Shortly before Omicron emerged, Google forecast business travel from the UK to recover to 70% of pre-pandemic levels, but cautioned that cost, trip complexity and sustainability would affect demand, together with the Zoom culture and health concerns.
It found 51% were now travelling for work in the UK, but only 8% had resumed international travel. Google estimated 40% of UK business travellers wanted to hit the road again, with 60% saying they wanted to travel domestically.
It predicted senior decision makers would take more control over travel with a ‘laser focus’ on ROI. Conversely, it tipped premium air travel demand to rise due to health and safety concerns.
If Google is correct and 92% of international corporate travel has yet to return, that’s quite some pent-up demand.
“As soon as they see their competitors having conversations with their clients, they will get back into the market,” predicted Paul Guerrieria, Google’s strategic insights lead.
Let’s hope so; meanwhile, those without restrictions on travel policy already have the freedom to move, with easyJet reporting it had taken corporate travel share because of its stronger mix of SMEs and those that simply must travel to do a physical job.
A few positives for the sector emerged in 2021, such as the setting up of the All-Party Parliamentary Group on Business Travel in September 2020, something that may not have happened without a pandemic.
Thanks to the efforts of organisations like the Business Travel Association, the public – and even some politicians – now have a tacit understanding of the value of corporate travel to the economy.
The BTA has spelt it out in simple figures. Using data provided by Travelogix it estimates that since May 2021, because of the restrictions, UK GDP has lost more than £110 billion measured across just 10 key business routes.
There can be no question about the need to get business travellers moving again. However, BTA chief executive Clive Wratten is cautious.
“I think we have to be realistic about 2022,” he said. “We know there is pent-up demand, international travel is essential for many businesses regardless of size. However, Omicron has significantly dented corporate confidence and it is going to take a lot of work to win that back.”
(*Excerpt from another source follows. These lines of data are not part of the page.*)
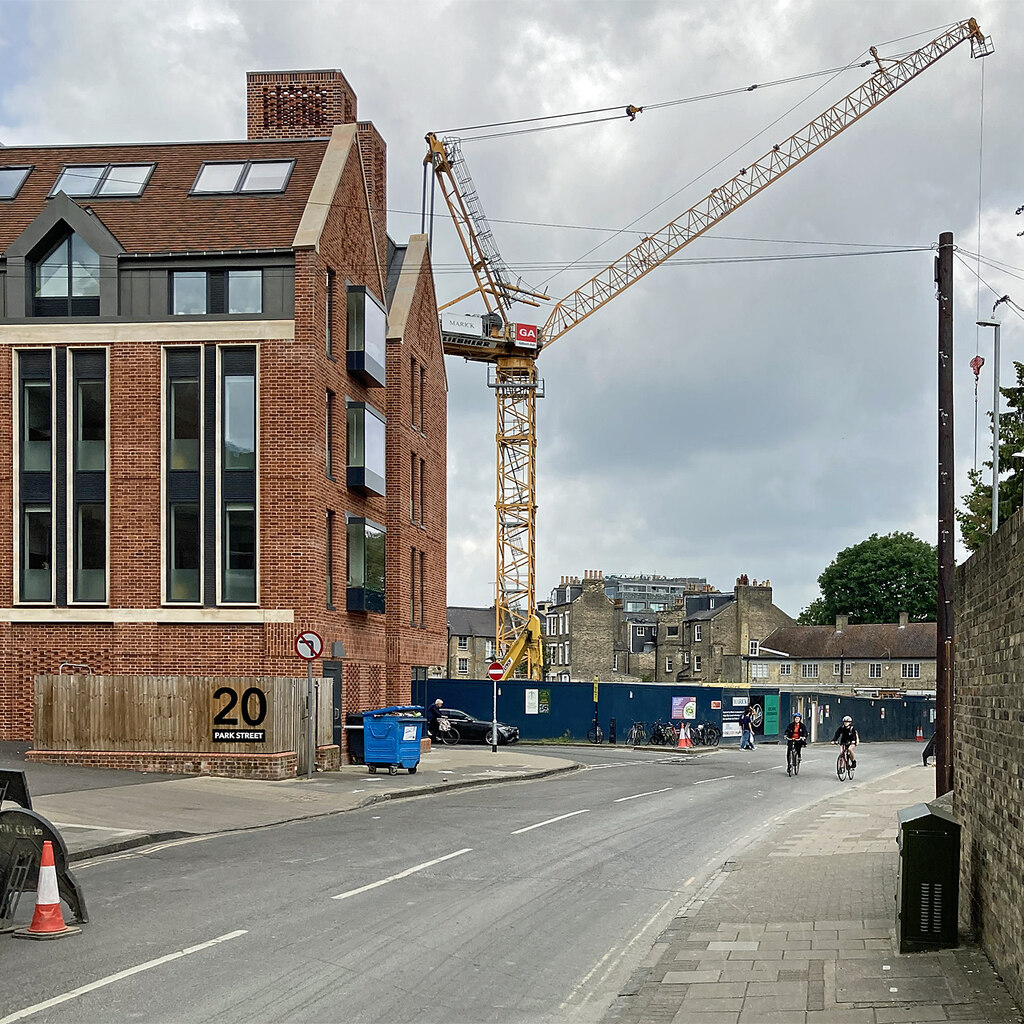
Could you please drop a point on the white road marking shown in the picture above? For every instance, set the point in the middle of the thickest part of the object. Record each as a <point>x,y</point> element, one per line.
<point>111,978</point>
<point>116,832</point>
<point>561,817</point>
<point>400,875</point>
<point>637,796</point>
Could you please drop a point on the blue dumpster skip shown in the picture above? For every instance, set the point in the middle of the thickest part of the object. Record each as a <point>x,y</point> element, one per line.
<point>391,737</point>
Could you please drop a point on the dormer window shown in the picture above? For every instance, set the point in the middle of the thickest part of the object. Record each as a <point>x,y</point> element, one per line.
<point>66,281</point>
<point>101,180</point>
<point>11,179</point>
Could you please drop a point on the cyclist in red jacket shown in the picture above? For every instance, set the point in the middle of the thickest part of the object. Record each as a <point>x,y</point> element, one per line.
<point>796,734</point>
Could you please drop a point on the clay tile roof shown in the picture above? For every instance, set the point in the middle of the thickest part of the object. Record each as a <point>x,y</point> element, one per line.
<point>165,218</point>
<point>876,640</point>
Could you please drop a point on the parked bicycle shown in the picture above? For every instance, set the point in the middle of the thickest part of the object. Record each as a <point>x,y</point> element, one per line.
<point>663,732</point>
<point>705,734</point>
<point>637,735</point>
<point>845,764</point>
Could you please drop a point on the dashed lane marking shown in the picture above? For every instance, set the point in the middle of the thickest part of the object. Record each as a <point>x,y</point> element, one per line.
<point>400,875</point>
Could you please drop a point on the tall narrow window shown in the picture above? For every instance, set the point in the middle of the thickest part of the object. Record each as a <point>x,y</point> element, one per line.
<point>90,553</point>
<point>330,434</point>
<point>240,422</point>
<point>421,392</point>
<point>366,565</point>
<point>423,589</point>
<point>184,553</point>
<point>240,554</point>
<point>414,382</point>
<point>413,590</point>
<point>184,423</point>
<point>37,426</point>
<point>329,558</point>
<point>90,425</point>
<point>37,554</point>
<point>329,311</point>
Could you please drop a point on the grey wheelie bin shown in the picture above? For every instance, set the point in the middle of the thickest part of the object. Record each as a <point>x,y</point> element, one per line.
<point>391,738</point>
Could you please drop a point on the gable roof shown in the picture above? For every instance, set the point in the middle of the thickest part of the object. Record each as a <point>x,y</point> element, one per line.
<point>877,640</point>
<point>465,622</point>
<point>165,218</point>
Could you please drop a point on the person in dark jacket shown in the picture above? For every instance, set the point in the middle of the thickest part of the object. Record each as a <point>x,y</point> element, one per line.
<point>747,729</point>
<point>847,735</point>
<point>929,751</point>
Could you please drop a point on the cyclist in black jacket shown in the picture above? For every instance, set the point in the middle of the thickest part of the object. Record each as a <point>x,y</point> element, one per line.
<point>848,736</point>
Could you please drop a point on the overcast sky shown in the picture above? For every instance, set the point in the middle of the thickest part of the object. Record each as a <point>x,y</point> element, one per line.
<point>734,412</point>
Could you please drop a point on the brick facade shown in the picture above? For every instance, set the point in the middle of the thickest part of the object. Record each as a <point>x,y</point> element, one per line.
<point>135,631</point>
<point>988,747</point>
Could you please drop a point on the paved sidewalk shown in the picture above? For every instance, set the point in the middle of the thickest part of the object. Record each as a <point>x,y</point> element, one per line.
<point>800,929</point>
<point>101,811</point>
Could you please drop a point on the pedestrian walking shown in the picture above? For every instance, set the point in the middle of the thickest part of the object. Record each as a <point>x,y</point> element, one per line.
<point>929,751</point>
<point>747,729</point>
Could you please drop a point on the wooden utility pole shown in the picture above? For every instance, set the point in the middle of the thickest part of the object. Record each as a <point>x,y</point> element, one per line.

The GBTA is more optimistic, predicting a 36% ‘surge’ year on year in corporate travel in 2022. If so, it will meet global aviation capacity that data firm Cirium estimates is currently 30% down, making for a supply squeeze and the need for some nifty booking skills.
Whichever predictions are correct, the outlook, despite the setbacks at the end of 2021, must surely be more positive than the last two years. Things can – and will – only get better.